Staking means you are locking your tokens and participate in securing and maintaining the COSMOS Hub, for which you are rewarded in the network’s native tokens (ATOMs). You can delegate your tokens to a validator that will run the required node infrastructure for you in exchange for a cut of the rewards.
Once you are bonded you start receiving rewards, these are influenced by the following factors:
- The amount of ATOMs you are staking
- The effective inflation rate in the network (see graph below), which is derived from:
- The global inflation rate, which gradually decreases to 7% when more than 2/3 of the total ATOM supply is bonded. If less than 2/3 is bonded, the global inflation rate will gradually adjusts up to a maximum of 20%.
- The staked ATOM supply. Rewards get calculated based on the total supply, but distributed only to those who are staking. So the fewer people stake, the higher the effective rate of rewards for those staking.

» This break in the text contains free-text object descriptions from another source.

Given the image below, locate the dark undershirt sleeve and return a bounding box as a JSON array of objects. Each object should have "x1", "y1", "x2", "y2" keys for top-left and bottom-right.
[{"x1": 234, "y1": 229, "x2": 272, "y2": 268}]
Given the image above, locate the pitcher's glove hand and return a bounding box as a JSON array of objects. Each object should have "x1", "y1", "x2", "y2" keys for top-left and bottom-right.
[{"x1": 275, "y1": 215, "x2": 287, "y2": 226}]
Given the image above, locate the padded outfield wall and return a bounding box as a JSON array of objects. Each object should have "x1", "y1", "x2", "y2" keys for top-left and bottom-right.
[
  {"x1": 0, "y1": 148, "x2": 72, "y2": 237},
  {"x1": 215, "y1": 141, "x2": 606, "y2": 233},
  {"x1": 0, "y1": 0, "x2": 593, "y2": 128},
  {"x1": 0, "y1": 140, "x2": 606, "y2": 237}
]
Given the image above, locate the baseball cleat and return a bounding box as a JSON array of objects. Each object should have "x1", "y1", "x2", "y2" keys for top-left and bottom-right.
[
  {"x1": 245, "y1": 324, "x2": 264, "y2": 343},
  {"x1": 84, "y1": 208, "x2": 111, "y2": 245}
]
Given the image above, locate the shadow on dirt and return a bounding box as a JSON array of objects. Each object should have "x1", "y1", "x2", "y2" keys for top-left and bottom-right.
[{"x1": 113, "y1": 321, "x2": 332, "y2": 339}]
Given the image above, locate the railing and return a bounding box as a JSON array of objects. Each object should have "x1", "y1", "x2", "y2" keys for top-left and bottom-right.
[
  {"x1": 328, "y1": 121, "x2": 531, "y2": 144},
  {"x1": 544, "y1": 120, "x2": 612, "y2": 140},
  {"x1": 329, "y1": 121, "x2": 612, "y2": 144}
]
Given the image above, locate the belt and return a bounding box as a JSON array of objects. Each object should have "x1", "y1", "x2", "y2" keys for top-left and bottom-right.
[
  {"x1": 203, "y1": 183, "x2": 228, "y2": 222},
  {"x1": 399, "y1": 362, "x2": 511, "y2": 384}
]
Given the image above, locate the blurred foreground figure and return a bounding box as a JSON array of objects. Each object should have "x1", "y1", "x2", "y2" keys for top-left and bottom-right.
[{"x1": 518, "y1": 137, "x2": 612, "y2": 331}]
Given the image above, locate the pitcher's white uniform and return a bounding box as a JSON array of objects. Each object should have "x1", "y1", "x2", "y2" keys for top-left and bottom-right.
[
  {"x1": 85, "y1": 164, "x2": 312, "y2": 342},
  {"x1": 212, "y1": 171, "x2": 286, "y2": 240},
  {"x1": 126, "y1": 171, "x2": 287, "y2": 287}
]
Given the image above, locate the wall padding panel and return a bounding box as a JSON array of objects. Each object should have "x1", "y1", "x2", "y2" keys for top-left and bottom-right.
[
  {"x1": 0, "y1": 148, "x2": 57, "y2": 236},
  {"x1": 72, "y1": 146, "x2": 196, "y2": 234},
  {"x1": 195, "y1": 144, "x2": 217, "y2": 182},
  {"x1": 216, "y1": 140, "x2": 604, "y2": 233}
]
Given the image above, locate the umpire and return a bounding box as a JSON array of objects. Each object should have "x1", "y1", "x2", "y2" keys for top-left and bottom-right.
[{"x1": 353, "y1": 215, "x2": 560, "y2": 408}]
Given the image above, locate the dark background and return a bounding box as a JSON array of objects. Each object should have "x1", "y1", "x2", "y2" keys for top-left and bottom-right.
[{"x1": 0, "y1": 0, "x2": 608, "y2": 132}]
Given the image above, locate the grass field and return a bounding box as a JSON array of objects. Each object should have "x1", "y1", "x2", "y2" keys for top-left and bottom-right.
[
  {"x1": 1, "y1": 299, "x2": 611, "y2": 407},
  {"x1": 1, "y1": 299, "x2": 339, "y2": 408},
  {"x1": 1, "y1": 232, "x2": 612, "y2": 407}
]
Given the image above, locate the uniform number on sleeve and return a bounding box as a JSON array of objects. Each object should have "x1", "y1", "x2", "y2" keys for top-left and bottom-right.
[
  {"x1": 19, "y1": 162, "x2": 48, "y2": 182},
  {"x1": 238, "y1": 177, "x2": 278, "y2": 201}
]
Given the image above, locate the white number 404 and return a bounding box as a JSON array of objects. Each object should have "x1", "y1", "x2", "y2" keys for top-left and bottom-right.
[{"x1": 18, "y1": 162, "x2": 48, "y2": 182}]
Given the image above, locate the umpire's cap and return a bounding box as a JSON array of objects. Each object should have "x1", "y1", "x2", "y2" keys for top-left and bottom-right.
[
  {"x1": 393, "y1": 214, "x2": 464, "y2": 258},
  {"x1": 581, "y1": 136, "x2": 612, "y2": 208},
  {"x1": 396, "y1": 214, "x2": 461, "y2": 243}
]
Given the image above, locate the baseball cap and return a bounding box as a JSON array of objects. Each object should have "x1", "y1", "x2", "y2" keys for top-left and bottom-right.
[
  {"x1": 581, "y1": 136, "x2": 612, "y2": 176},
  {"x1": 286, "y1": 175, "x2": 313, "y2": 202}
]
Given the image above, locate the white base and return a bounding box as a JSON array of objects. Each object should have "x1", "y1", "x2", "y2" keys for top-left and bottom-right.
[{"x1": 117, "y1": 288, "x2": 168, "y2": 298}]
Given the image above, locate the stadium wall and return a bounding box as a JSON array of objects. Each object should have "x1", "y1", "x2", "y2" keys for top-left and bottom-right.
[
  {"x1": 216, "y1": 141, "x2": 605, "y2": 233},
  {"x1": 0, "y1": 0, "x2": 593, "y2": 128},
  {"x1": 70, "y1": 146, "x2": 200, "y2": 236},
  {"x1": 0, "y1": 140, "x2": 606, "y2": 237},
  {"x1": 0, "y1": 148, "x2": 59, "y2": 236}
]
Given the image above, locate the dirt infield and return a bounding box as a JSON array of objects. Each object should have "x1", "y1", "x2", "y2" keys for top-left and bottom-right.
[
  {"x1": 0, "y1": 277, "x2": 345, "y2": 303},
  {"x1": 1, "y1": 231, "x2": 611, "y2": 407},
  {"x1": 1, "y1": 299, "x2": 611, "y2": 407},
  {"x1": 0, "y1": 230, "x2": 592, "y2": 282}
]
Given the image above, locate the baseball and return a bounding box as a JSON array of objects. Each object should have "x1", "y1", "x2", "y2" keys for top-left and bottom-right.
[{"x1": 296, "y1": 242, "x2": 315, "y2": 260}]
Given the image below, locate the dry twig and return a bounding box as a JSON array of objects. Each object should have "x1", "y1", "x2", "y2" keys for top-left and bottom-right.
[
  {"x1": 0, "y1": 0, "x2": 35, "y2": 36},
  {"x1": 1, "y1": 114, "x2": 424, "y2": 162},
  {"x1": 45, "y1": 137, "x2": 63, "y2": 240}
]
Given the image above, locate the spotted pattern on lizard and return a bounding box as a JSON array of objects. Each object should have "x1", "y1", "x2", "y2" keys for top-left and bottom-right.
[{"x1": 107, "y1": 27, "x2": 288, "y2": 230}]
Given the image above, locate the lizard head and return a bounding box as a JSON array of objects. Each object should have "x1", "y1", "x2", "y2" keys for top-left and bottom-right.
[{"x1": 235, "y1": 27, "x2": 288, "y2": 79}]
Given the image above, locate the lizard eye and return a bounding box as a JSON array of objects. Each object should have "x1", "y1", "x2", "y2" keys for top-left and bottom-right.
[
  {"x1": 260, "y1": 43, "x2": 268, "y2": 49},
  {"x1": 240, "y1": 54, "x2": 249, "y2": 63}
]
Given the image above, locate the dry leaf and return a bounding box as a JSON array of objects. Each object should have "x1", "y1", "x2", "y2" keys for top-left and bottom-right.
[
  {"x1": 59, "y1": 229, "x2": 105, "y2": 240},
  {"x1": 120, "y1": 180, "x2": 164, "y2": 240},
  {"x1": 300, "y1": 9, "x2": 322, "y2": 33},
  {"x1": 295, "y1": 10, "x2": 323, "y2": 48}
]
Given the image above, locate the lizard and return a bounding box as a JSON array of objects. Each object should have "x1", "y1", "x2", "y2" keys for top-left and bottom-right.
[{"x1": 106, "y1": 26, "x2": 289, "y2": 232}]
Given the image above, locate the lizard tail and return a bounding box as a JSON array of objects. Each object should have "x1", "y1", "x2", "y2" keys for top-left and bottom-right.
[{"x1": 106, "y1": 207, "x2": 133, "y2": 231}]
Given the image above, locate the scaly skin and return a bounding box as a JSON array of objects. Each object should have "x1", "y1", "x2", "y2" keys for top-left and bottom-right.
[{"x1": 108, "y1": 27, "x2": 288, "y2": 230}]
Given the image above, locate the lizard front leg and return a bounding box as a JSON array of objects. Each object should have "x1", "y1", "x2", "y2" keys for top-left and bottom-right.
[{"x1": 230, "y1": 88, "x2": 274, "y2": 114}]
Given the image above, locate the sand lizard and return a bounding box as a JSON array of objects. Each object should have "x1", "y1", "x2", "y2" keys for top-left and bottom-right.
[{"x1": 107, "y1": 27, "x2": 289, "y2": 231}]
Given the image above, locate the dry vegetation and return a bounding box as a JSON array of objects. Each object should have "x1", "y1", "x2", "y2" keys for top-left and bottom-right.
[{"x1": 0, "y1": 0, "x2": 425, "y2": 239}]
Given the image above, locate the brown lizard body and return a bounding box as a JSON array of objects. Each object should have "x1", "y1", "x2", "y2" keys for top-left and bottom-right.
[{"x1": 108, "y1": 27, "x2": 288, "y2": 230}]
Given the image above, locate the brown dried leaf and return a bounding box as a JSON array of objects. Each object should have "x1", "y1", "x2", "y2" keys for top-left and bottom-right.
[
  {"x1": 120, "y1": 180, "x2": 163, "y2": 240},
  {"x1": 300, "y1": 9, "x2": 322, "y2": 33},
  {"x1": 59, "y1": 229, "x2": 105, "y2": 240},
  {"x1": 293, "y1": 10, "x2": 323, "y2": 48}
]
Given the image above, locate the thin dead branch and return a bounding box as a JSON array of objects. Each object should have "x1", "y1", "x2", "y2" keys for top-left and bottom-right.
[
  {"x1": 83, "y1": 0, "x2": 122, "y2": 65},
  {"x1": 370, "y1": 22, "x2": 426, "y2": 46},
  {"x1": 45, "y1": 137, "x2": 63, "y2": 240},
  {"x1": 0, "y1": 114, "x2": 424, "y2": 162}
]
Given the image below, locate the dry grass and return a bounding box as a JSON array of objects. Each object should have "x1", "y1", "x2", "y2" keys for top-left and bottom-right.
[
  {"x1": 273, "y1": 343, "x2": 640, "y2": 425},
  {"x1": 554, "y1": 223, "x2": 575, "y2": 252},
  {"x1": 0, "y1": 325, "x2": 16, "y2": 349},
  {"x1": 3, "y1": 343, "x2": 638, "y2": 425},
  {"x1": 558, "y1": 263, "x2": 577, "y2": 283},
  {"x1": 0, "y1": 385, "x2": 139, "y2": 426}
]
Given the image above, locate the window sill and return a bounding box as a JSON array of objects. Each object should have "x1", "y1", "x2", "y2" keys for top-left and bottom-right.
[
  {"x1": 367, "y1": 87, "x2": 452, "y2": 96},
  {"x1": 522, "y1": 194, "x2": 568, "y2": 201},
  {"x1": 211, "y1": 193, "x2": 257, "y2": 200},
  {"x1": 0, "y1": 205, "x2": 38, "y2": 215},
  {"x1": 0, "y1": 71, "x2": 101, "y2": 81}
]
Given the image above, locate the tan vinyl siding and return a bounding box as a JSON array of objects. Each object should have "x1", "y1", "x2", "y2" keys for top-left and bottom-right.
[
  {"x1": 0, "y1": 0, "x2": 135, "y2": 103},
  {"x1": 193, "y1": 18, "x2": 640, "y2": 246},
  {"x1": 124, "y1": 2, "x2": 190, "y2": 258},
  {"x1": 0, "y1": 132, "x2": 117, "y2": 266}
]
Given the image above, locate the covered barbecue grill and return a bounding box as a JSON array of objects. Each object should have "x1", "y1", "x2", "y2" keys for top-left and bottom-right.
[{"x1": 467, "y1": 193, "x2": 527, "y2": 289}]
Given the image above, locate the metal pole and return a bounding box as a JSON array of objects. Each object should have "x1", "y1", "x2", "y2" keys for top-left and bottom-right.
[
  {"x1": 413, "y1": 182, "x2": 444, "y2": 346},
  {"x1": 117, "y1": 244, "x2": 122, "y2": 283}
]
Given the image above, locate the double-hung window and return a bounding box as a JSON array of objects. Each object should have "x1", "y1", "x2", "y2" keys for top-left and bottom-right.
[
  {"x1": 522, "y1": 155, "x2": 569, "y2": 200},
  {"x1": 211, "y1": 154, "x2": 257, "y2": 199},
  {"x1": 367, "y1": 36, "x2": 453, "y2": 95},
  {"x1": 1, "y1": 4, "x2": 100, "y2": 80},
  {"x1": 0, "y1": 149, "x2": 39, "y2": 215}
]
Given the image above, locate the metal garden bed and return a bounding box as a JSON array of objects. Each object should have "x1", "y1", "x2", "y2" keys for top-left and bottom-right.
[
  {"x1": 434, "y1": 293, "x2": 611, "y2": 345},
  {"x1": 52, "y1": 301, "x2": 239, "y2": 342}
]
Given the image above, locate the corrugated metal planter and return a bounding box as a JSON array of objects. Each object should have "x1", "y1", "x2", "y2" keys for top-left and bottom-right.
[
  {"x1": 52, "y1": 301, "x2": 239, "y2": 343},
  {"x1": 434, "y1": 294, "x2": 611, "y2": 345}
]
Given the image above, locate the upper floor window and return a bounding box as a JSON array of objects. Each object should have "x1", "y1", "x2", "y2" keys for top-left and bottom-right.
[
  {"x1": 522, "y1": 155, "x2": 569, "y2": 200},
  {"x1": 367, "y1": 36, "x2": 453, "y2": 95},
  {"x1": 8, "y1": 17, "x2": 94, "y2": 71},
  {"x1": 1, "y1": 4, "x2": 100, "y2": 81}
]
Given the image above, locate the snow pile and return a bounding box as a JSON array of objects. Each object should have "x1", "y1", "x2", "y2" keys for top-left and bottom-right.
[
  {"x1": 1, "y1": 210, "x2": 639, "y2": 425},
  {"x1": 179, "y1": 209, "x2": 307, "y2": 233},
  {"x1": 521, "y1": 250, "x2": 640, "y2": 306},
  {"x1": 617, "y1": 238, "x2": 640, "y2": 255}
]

- The block time interval. The longer the block time interval, the lower the actual rewards paid out to stakers, as rewards are paid out on a per block basis.
- Fee revenues, which depend on the gas price and gas used in the network.
- The commission rate of your validator(s). This is the cut of rewards that your chosen validator(s) charge for running the consensus infrastructure.
- Validator uptime (see below for details).
- Your re-staking behavior (compounding interest).
- And finally, if you are thinking about rewards in fiat terms, the ATOM token price.
As the effective inflation rate, fee levels, and ATOM price are largely independent of your behavior, I will first focus on the impact of factors that you have an influence on. The important factors to consider here are (aside from the amount to stake) validator commission rates and uptime, as well as your re-staking behavior.
The higher the commission rate, the larger the share of rewards that go to the validator you delegate to.
Validator downtime results in slightly lower rewards if the validator is missing proposals because the proposer of a block receives a higher share of that particular block’s rewards.
Extended downtime results in a validator getting jailed, which means it is excluded from the consensus process. During the jailing period (at minimum 10 minutes, or until the validator “unjails” himself), no rewards are paid out to ATOM holders bonded to that validator.
How you choose to compound your rewards. For now, there is no option to automatically re-stake your rewards to let them compound, so you will have to manually withdraw and delegate rewards again. This requires you to send two transactions to the network (withdraw rewards and then delegate them), both of which will cost fees. The ideal interval to do these transactions depend on network conditions (fee level, effective inflation rate) and your delegated amount.